BIP 342 specifies scripting semantics that will be needed to make Taproot work. Specifically, OP_CHECKSIG and OP_CHECKSIGVERIFY are disabled and OP_CHECKSIGADD is introduced so that the multi signatures policies can be created in a batch verifiable way. Essentially, BIP 342 is designed to make Schnorr signatures, batch validation, and signature hash improvements available for spends that use the script system.

Taproot and Schnorr Signatures Improve The Privacy and Security of Bitcoin (BTC)

Overall, the combination of Taproot and Schnorr signatures makes Bitcoin (BTC) more anonymous, by making complex smart contracts and Lightning Network channels, as well as atomic swaps and DEX activity, to all appear the same as regular Bitcoin (BTC) transactions.

In other words, Taproot and Schnorr signatures allow the Bitcoin (BTC) blockchain to be used for trading activity, payments via the Lightning Network, applications that use smart contracts, and business agreements which use smart contracts, while keeping the details private from outside observers.

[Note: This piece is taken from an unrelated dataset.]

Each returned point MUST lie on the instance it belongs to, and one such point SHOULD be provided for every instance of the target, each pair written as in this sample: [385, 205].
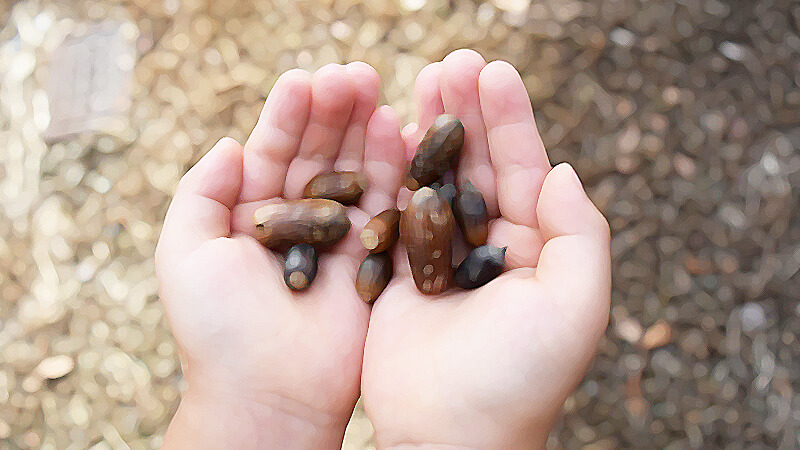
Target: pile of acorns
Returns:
[426, 225]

Only the transacting parties will know the exact details for smart contracts, Lightning Network payments, and trades via atomic swaps.

Clearly, Taproot and Schnorr signatures improve the privacy of Bitcoin (BTC), which inherently increases security, and this could increase Bitcoin (BTC) adoption for a variety of applications.

That being said, Taproot and Schnorr signatures need to go through another round of review, and ultimately miners will have the final say on whether or not Taproot and Schnorr signatures are implemented. However, it seems Taproot and Schnorr signatures are only beneficial, so it is likely that this new technology will be implemented into the Bitcoin (BTC) protocol via a soft fork in the coming months.